Go to the Cubs website for a Hitting Chart

http://mlb.mlb.com/stats/individual_player_hitting_chart.jsp?c_id=chc&pl...

That is the actual link to the page, but just go to Soriano's stats on the Cubs homepage and click on Hitting Chart. The feature allows you to layer any of his statistics over the field you choose; including singles, doubles, triples, homers, fly ball outs, and ground outs. The feature shows you his hitting charts for each stadium, but I don't think that you can look at his chart for the overall season all at once on this site.

Yeah Psymar was all over it

Yeah Psymar was all over it this morning.

Ok, so, Soriano is a pull hitter. You think he would be better if he used the whole field? And you don't think he or anyone on the Cubs staff has realized this?

Soriano Pull-happy

No its readily apparent to all, I surely don't think that I'm the only one that noticed. Also I didn't know anyone else had found info about the spray charts, so I apologize if what I posted was repetitive information.

Without a doubt, I think Sori would be a better hitter if he used the opposite field more. Balls on the outside corner that he continually rolls over and grounds to short trying to pull could potentially become a well-struck line-drive into right field. I'm not saying he shouldn't look to pull the ball when its there for him to, but its pretty easy to put a game plan together for a pitcher facing Sori when it gets down to crunch-time. Alfonso Soriano is one hell of a talented player with skill and ability off the charts, but his approach is flawed and one that nearly any pitcher in the league can exploit.

You're missing my point.

You're missing my point.

You're saying that you think Soriano would be a better hitter if he used the opposite field more.

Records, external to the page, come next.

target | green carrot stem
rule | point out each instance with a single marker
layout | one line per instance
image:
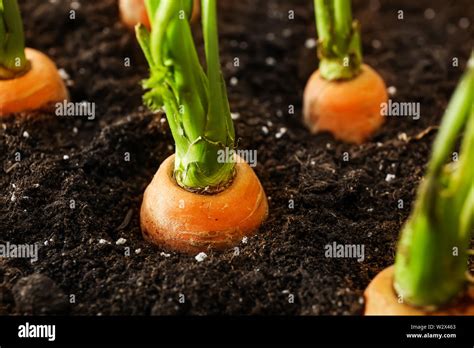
(339, 49)
(12, 41)
(431, 260)
(195, 102)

I'm saying: if this were true, don't you think Soriano or a hitting coach or someone that works for the Cubs would realize this, and correct Soriano's issue so he were a better hitter?

I see what you're saying AJ

I have no idea if anyone other than me thinks that this is an issue or that it is a detriment to him as a hitter, so I can't really comment on that. I do think that even if the team's hitting coach were to think that this is an issue, it likely would be difficult to convince a 10 year Major League veteran to change their approach in light of the success a player such as Soriano has experienced. But, yes, overall in my humble opinion I think that Sori could improve as a hitter if he utilized the entire field more.